A descoberta foi publicada em duas revistas científicas de peso — Monthly Notices of the Royal Astronomical Society (maio de 2025) e Geophysical Research Letters (julho de 2025) — e coloca fim a uma dúvida que intrigou gerações de astrônomos.

Por que a NASA errou por quase quatro décadas?
Segundo Amy Simon, cientista planetária do Goddard Space Flight Center, a confusão nasceu de uma limitação de dados:
“Tudo se baseava em uma única medição feita pela Voyager 2 em 1986. Aquilo virou consenso, mas era uma amostra muito frágil.”

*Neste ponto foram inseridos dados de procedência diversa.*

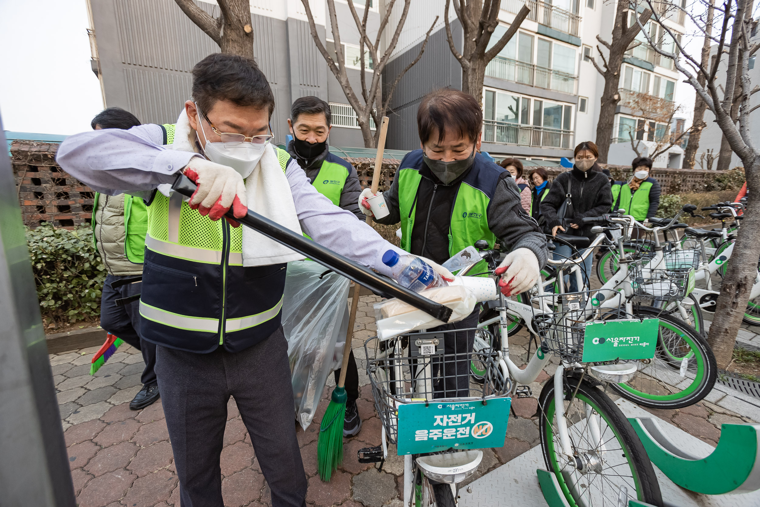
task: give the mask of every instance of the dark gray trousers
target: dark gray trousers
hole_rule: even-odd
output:
[[[142,353],[145,369],[140,382],[145,385],[155,385],[156,345],[146,341],[140,334],[140,303],[135,301],[125,306],[117,306],[116,303],[116,299],[139,294],[142,282],[111,288],[111,282],[132,276],[109,274],[106,277],[100,296],[100,326]]]
[[[272,507],[305,506],[306,475],[282,328],[237,353],[220,347],[200,354],[159,345],[156,356],[182,507],[223,507],[219,459],[230,396],[271,490]]]

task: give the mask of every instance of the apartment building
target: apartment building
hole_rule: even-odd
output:
[[[684,2],[684,0],[676,0]],[[420,4],[424,4],[421,5]],[[442,18],[445,0],[413,4],[415,20],[404,28],[404,44],[399,44],[386,68],[385,82],[419,52],[426,30],[435,15]],[[604,80],[591,58],[599,59],[597,36],[611,40],[616,3],[603,0],[502,0],[499,26],[492,44],[506,31],[524,5],[530,8],[517,35],[488,65],[483,83],[483,149],[496,157],[559,160],[571,158],[575,144],[595,140],[600,97]],[[395,8],[398,8],[396,7]],[[640,8],[643,11],[643,7]],[[676,33],[683,31],[684,13],[673,4],[657,4],[667,14],[663,21]],[[461,47],[461,29],[450,12],[454,43]],[[629,17],[635,23],[632,15]],[[389,134],[391,147],[413,149],[414,118],[420,98],[432,87],[461,86],[461,71],[451,56],[442,19],[432,33],[426,54],[399,84],[393,97]],[[654,40],[669,48],[662,27],[647,25]],[[620,72],[621,101],[613,133],[615,145],[610,162],[629,163],[635,153],[631,137],[640,151],[653,148],[673,130],[672,116],[677,71],[673,62],[660,58],[647,43],[626,55]],[[604,49],[606,51],[606,49]],[[642,108],[642,105],[647,107]],[[660,143],[661,144],[661,143]],[[658,166],[679,163],[671,154],[682,153],[679,146],[658,157]]]
[[[105,106],[118,106],[144,122],[173,123],[190,98],[193,65],[219,46],[196,27],[173,0],[87,0],[91,14],[93,71],[100,80]],[[213,2],[196,3],[218,16]],[[359,15],[369,8],[368,28],[376,36],[378,0],[354,0]],[[331,145],[362,147],[356,116],[312,39],[299,0],[251,0],[254,53],[274,93],[272,130],[275,141],[288,134],[290,104],[315,95],[330,103],[335,126]],[[330,17],[324,0],[310,7],[317,32],[334,51]],[[349,80],[361,94],[359,33],[348,4],[335,0]],[[373,33],[374,32],[374,33]],[[366,55],[368,79],[374,71]]]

Na época, a sonda detectou temperaturas surpreendentemente baixas e não encontrou sinais claros de calor interno, levando a teorias de que Urano poderia ter:
- Idade muito superior à dos outros gigantes gasosos (e já teria esfriado totalmente);
- Ou que um impacto colossal — o mesmo que provavelmente o deixou girando “de lado” — teria dissipado todo o calor do planeta.
Nenhuma dessas hipóteses convencia a comunidade científica.
Como o mistério foi resolvido?
Usando modelagem computacional avançada e décadas de dados de telescópios espaciais e terrestres (como o Hubble e o Infrared Telescope Facility, do Havaí), os pesquisadores recalcularam o balanço energético de Urano:
- Mediram com mais precisão quanto da luz solar o planeta reflete (descobriram que ele é muito mais reflexivo do que se pensava);
- Estimaram quanta energia o planeta emite como calor.
O resultado mostrou que Urano, embora frio e distante, está liberando lentamente o calor remanescente de sua formação há 4,5 bilhões de anos — exatamente como seus “primos” Júpiter, Saturno e Netuno.
Um planeta esquisito e ainda cheio de mistérios
Urano é quatro vezes maior que a Terra e tem peculiaridades únicas:
- Gira “deitado”, com o eixo inclinado em 98º;
- Cada polo enfrenta 42 anos de luz solar direta e depois 42 anos de completa escuridão;
- Roda na direção contrária à maioria dos planetas (assim como Vênus).
Apesar de mais quente do que se acreditava, o planeta continua sendo um dos corpos mais frios do Sistema Solar, com temperaturas médias de -224°C.